2. Der Unterlassungsantrag (Antrag zu XLVIII.) ist ebenfalls zulässig. Er ist aber nicht begründet. Insoweit war der erstinstanzliche Beschluss abzuändern und der Antrag zurückzuweisen.

a) Nach § 23 Absatz 3 BetrVG steht dem Betriebsrat bei groben Verstößen des oder der Arbeitgeber*in gegen seine oder ihre betriebsverfassungsrechtlichen Pflichten ein Unterlassungsanspruch zu. Ein grober Verstoß liegt vor, wenn es sich um eine objektiv erhebliche und offensichtlich schwerwiegende Pflichtverletzung handelt. Auf ein Verschulden kommt es nicht an. Kein grober Verstoß ist hingegen gegeben, wenn es um eine schwierige, ungeklärte Rechtsfrage geht und der oder die Arbeitgeber*in einen vertretbaren Rechtsstandpunkt einnimmt (vergleiche BAG 9. März 2011- 7 ABR 137/09 – Rn. 15; BAG 19. Januar 2010 – 1 ABR 55/08 – Rn. 28; Fitting, BetrVG § 23 Rn. 63).

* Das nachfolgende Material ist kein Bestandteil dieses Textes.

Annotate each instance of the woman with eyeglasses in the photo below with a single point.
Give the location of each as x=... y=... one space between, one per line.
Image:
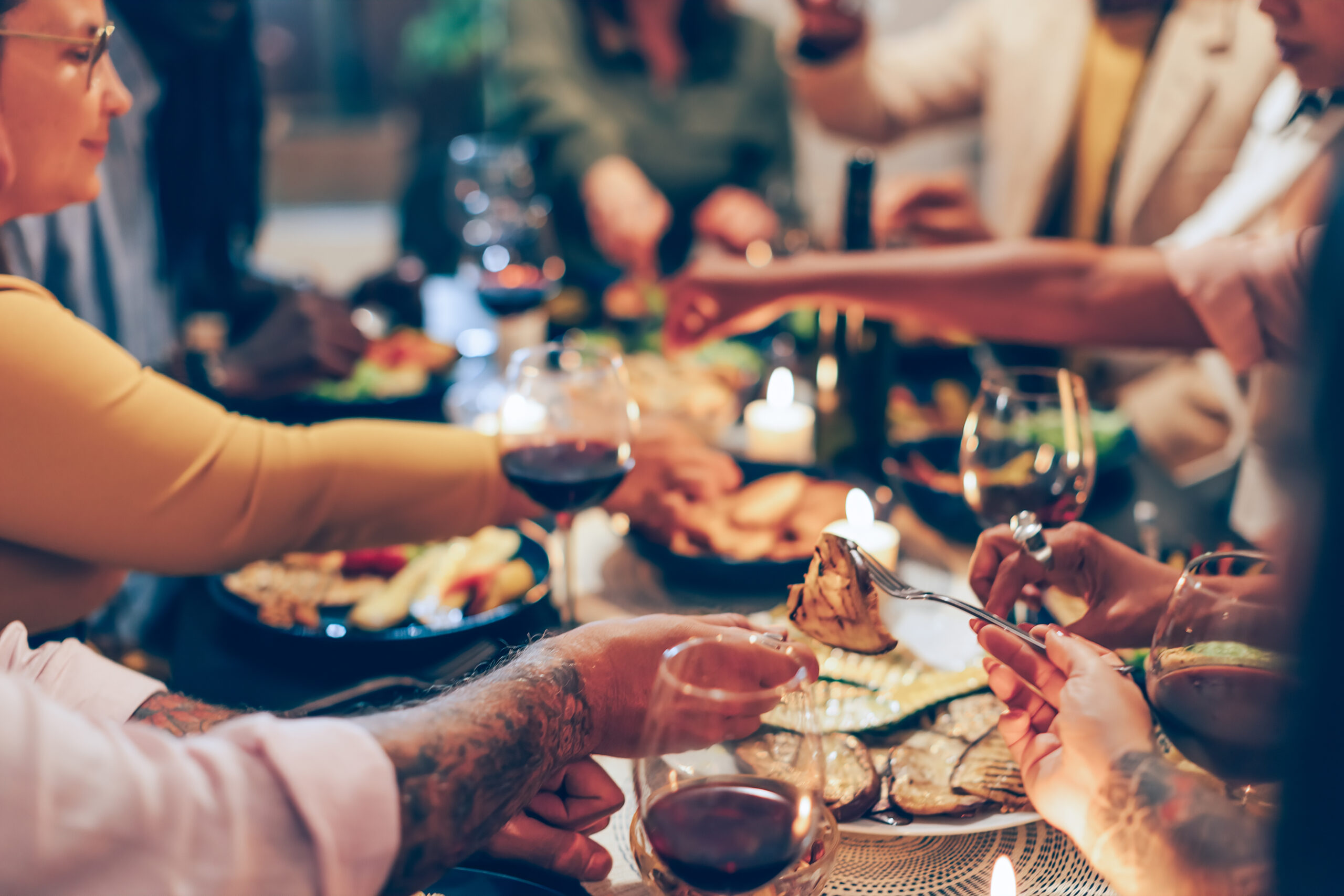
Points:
x=108 y=467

b) Danach liegen die Voraussetzungen für einen Unterlassungsanspruch nicht vor. Die Arbeitgeberin hat vorliegend im Hinblick auf die Abgrenzung zwischen Arbeitnehmerüberlassung und einem freien Dienstvertrag oder einem Werkvertrag eine rechtlich noch vertretbare Position eingenommen.

C. Die Entscheidung ergeht nach § 2 Absatz 2 GKG (Gerichtskostengesetz) in Verbindung mit § 2a Absatz 1 Nr. 1 ArbGG gerichtskostenfrei.

D. Die gesetzlichen Voraussetzungen für die Zulassung der Rechtsbeschwerde nach § 72 Absatz 2, § 91 Absatz 1 Satz 2 ArbGG liegen nicht vor.